Die Fauna gilt hingegen als wenig bekannt. Beachtlich sind das Vorkommen der Bechsteinfledermaus (Myotis bechsteinii) sowie die Funde einiger in Thüringen teils stark gefährdeter Tagfalterarten wie Großer und Kleiner Schillerfalter (Apatura iris, A. ilia) sowie Kleiner Eisvogel (Limenitis camilla).
Innerhalb der NSG-Grenzen wurde ein 9,1 ha großes Totalreservat ausgewiesen.
Der Alacher See und dessen Umfeld wurde 1967 mit einer Gesamtgröße von 16,4 ha als Naturschutzgebiet ausgewiesen. Der stark verlandete See liegt in einer rinnenförmigen, durch Auslaugungen im Untergrund entstandenen Senke mit flachen, teils auch steileren Uferpartien. Das Gewässer wird ausschließlich durch Niederschlags- und wohl auch Grundwasser gespeist und weist daher stark schwankende Wasserstände auf. Ein Abfluss, der Mollbach, entwässert das Gebiet zur Nesse, weitere Kleingewässer ("Bombentrichter") befinden sich im Nordteil der Senke. Pflanzensoziologisch dominieren Schilfröhrichte, Seggenriede und Kohldistel-Feuchtwiesen. Lokal sind Weiden-Gebüsche und Hybridpappel-Anpflanzungen vorhanden. An trockenen Standorten wird das Grünland seit einigen Jahren durch Rinder und Pferde sehr extensiv beweidet. Unter den etwa 270 im Gebiet nachgewiesenen Farn- und Blütenpflanzen kann das Vorkommen des Breitblättrigen Knabenkrauts (Dactylorhiza majalis) heraus gestellt werden. Als sehr gut untersucht gilt die Fauna des Gebietes. So ist der Alacher See ein bedeutsames Brut- und Rastgebiet nicht nur für Wasservögel. So brüten mehr oder weniger regelmäßig Rohrweihe (Circus aeruginosus), Zwergtaucher (Tachybaptus ruficollis) und Braunkehlchen (Saxicola rubetra) im NSG. Unter den Amphibien laichen u. a. Knoblauchkröte (Pelobates fuscus) und Moorfrosch (Rana arvalis), letzterer allerdings nur mit wenigen Individuen, in den Gewässern. Beachtlich hoch ist außerdem die Diversität verschiedener Insektengruppen wie Schmetterlinge, Heuschrecken und Käfer, darunter die bemerkenswerten Laufkäferarten Carabus monilis und Odacantha melanura. Auch die Mollusken gelten als gut bekannt und leben mit zahlreichen seltenen und bestandbedrohten Taxa in verschiedenen limnischen und terrestrischen Habitaten. Allerdings konnte die bundesweit vom Aussterben bedrohte Kleinmuschel Pisidium pseudosphaerium seit Ende der 1990er Jahre nicht mehr lebend im Gebiet festgestellt werden.

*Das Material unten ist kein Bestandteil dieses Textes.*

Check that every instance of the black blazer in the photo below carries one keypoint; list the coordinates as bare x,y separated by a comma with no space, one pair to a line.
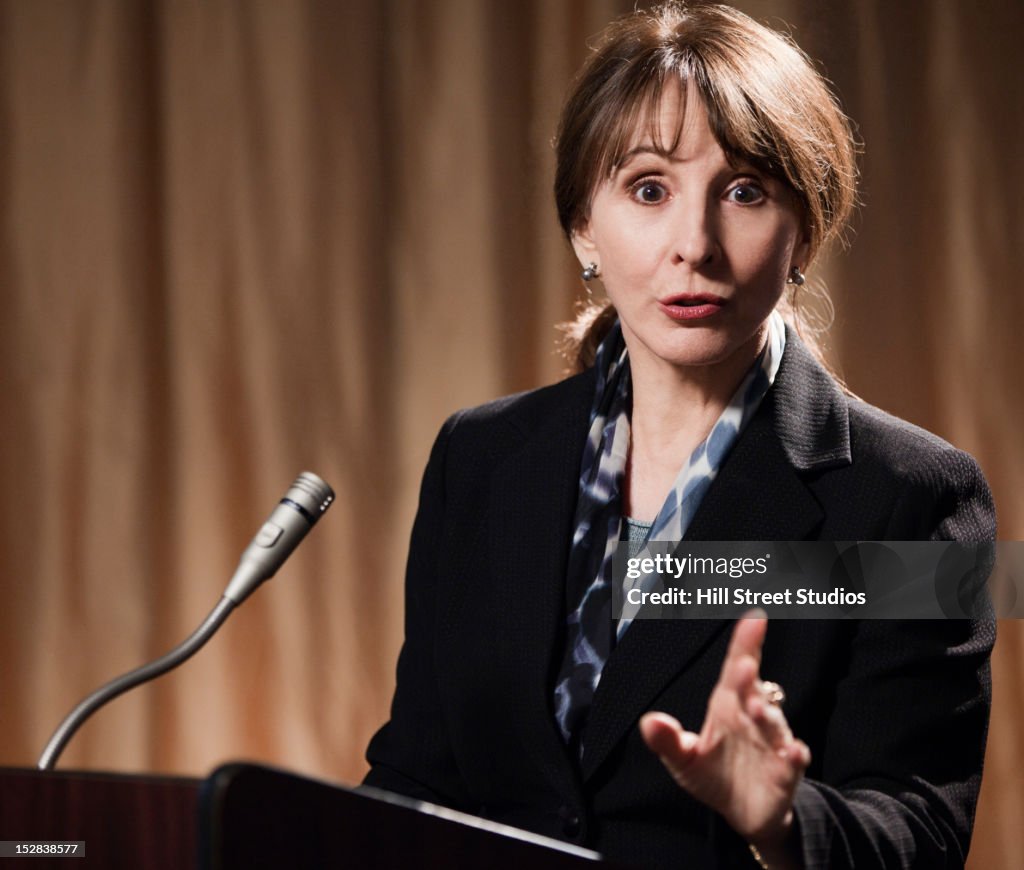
895,713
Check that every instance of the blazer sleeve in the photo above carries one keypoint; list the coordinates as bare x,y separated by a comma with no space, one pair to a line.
411,753
899,779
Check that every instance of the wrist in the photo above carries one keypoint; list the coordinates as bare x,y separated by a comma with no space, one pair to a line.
779,847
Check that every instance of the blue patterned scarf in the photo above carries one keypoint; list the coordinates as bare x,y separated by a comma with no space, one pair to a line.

Problematisch erscheinen die fortschreitende Verlandung des Sees sowie der starke Nährstoffeintrag, einhergehend mit Faulschlammbildung. Eine Gewässersanierung ist derzeit allerdings kaum möglich wegen fehlender Kampfmittel-Beräumung. Die eher trockenen Offenlandbereiche unterliegen einem zu geringen Beweidungsdruck und werden von aufkommender Gehölzsukzession bedrängt.